Drinking, even at lower levels, can be more risky among older people because of declining health and the combination with prescription medicines.
Jocelyn Pike, lead commissioner for substance misuse for NHS Norfolk, said: “We know anecdotally we have a massive problem with older people and substance abuse. It is not just alcohol but prescription drugs. People are turning up with slips, trips and falls and it might be because of alcohol dependency or substance use.”
Daniel Harry, partnership liaison officer for Norfolk Drug and Alcohol Action Team, said: “They might be drinking because of bereavement, because they are in enduring pain, or because they are socially isolated, but that might be making the problem worse.”
He said heavy drinking could lead to someone being asked to leave a residential home, or could mean they could no longer cope on their own at home.
One of the problems is that the symptoms of harmful drinking - from headaches and nausea to an untidy house - can be confused with symptoms of an age-related illness.
Mr Harry said: “This is an opportunity to do a piece of research and find out if this is as much of a problem as the limited national research suggests if might be.
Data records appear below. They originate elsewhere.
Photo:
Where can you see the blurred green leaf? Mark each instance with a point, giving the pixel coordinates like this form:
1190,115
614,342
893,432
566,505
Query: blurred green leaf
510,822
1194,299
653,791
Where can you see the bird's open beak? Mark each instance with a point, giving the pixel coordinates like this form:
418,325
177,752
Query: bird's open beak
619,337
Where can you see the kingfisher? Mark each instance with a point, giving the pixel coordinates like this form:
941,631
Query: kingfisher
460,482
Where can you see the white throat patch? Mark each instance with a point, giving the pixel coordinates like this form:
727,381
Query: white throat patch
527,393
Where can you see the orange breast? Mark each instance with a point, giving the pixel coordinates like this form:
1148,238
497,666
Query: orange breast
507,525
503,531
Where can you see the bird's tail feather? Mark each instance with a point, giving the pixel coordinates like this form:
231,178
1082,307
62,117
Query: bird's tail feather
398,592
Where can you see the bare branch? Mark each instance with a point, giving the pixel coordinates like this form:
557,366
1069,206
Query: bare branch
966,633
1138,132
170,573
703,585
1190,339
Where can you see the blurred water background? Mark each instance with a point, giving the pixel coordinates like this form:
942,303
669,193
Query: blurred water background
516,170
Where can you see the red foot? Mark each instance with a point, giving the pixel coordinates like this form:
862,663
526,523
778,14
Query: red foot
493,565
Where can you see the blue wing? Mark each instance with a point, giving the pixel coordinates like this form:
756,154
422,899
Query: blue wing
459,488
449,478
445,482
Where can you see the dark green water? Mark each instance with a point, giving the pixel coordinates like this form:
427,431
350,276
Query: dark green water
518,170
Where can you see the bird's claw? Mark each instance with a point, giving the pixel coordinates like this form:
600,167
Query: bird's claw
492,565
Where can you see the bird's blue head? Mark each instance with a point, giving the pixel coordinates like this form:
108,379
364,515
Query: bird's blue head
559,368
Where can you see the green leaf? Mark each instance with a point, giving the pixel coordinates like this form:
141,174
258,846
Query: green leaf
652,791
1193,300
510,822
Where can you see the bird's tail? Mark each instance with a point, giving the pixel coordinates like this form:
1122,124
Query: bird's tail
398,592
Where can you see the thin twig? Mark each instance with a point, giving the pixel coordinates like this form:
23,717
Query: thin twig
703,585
There is an ageing population in Norfolk and it is an area that people like to retire to, so there may be more prob-lems than in a similar-sized area.”
Phil Wells, chief executive of Age Concern Norfolk, said: “A significant number of people coming to us come for problems which are made worse by alcohol... There is clearly a problem among older people and it can cause financial and other difficulties.
“We know mental health problems are serious and tend to be ignored. We would very much welcome the primary care trust supporting work in this area.”